Reuters quoted Latvian Police saying Martins Bunkus was shot by two men as he drove through the surburbs of Riga in early morning. His attackers escaped in a van which was later found abandoned and burnt out.
“We think that it was a carefully planned murder … connected with the victim’s professional work. We think we are dealing here with organized crime,” Andrejs Grisins, a police official, told journalists. Bunkus had reported death threats to police in 2016, he added.
Martins Bunkus is known to have worked on the winding down of Trasta Komercbanka, a bank that lost its license in 2016 after it broke anti-money laundering and terror-financing rules.
Sources in Latvia told this website Martins Bunkus was likely also involved in the liquidation of ABLV, recently closed after it was accused by the United States of money laundering.
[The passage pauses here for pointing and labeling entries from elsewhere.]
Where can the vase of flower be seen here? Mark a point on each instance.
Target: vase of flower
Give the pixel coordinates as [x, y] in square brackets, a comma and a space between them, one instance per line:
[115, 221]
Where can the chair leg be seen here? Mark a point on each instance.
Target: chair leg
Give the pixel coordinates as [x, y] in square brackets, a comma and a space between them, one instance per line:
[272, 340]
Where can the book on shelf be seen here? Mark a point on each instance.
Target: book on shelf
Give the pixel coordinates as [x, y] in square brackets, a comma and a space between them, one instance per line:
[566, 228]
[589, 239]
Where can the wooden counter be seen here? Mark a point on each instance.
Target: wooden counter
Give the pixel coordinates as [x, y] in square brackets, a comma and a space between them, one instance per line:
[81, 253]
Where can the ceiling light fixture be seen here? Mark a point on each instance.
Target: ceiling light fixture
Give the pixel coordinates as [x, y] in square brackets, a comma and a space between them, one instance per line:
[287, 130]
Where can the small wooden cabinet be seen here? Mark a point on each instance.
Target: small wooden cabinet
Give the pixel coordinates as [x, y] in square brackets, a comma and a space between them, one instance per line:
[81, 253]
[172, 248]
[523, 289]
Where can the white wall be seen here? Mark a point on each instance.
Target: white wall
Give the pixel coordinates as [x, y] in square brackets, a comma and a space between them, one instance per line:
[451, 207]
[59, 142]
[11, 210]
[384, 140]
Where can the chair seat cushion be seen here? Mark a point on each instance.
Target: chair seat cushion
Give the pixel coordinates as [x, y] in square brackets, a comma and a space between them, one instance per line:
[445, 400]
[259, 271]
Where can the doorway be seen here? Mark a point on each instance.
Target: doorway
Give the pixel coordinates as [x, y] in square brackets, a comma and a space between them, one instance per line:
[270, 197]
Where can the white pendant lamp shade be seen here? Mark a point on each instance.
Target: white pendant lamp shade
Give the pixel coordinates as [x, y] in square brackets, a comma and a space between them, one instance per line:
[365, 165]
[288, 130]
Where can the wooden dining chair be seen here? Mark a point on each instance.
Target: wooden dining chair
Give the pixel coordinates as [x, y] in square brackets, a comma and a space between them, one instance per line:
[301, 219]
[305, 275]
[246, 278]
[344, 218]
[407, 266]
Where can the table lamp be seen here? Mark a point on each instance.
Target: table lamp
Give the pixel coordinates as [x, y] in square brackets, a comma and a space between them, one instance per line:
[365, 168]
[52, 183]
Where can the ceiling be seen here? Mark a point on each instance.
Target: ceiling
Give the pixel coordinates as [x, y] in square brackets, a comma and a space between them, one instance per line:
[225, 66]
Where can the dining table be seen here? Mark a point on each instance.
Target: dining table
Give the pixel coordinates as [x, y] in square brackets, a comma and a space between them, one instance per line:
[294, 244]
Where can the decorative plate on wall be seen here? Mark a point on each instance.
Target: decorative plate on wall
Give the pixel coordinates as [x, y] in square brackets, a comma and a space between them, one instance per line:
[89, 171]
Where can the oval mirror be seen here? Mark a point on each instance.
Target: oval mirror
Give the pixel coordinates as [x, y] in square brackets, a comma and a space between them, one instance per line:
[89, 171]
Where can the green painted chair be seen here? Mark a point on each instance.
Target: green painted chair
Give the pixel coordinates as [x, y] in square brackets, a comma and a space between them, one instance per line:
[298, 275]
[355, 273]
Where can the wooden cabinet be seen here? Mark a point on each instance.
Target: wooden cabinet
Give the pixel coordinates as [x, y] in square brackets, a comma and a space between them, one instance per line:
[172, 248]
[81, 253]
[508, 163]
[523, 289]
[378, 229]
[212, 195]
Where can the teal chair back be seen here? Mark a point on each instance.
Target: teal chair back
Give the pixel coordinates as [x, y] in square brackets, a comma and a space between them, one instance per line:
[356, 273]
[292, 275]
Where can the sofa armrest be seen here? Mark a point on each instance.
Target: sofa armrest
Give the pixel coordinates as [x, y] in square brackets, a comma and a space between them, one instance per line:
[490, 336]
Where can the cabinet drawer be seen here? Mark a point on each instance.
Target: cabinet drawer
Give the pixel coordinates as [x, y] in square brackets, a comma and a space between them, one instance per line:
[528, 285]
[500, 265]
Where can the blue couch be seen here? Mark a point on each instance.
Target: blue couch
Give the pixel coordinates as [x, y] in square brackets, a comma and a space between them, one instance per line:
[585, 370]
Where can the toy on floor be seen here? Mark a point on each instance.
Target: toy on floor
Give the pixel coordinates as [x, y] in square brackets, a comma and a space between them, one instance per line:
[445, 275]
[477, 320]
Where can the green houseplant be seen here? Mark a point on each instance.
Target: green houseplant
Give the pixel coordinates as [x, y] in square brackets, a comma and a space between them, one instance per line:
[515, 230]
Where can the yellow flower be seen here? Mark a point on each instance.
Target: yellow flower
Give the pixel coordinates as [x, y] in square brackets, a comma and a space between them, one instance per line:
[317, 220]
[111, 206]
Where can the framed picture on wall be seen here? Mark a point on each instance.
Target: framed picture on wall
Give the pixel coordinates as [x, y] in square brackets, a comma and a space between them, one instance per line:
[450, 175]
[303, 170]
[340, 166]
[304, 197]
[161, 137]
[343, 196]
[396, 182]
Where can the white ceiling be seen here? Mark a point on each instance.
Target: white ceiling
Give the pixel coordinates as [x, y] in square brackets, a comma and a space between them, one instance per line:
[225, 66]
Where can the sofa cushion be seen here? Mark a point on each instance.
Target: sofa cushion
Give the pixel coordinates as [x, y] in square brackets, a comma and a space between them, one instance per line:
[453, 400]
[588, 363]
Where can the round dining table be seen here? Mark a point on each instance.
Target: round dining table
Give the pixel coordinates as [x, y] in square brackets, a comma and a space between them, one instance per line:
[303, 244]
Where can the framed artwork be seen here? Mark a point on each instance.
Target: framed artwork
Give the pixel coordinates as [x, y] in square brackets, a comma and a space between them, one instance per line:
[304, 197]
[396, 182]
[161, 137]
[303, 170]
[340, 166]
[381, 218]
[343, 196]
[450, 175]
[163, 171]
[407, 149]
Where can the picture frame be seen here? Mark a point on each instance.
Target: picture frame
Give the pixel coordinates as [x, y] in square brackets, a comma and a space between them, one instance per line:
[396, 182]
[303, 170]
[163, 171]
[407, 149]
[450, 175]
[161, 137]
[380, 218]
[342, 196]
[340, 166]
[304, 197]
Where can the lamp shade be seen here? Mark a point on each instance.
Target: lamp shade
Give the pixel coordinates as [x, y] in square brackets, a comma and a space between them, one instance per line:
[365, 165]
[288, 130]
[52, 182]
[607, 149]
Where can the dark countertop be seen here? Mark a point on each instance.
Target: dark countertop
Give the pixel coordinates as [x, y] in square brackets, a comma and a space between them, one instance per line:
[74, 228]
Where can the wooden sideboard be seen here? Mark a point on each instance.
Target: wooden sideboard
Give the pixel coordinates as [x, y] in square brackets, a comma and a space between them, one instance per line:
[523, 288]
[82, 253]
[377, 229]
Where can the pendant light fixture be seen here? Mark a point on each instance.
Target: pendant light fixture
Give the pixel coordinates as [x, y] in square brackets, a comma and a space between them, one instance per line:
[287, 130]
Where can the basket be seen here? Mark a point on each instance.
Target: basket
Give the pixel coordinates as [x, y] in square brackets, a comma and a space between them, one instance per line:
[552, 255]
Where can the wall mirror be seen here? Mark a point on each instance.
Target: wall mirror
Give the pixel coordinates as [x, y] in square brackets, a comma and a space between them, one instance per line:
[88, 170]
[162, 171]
ABLV was recently in the news in Malta when documentation connected to 17 Black payments was published by The Daphne Project. That documentation showed how the FIAU had discovered payments of over a 1 million euro into 17 Black from a Seychelles company, Mayor Trans owned by an Azeri. The payment moved through Latvian ABLV bank.
The findings of the FIA have since been submitted to the court by Simon Busuttil and David Casa.
In March this website published a commentary on the closure of ABLV bank, then Latvia’s third largest bank, that was driven out business after the US Treasury proposed to ban ABLV from having a correspondence account in the United States due to money laundering concerns.
That article observed that United States action brought about the closure of a European bank before its regulator, the European Central Bank, had done anything about it. And that the US intervened on ABLV after it was satisfied the bank corrupted politicians in order to stay in business.
Thirteen days after that story the United States arrested Pilatus Bank chairman and owner Ali Sadr, an action which led to the bank’s business being taken over by the regulator here.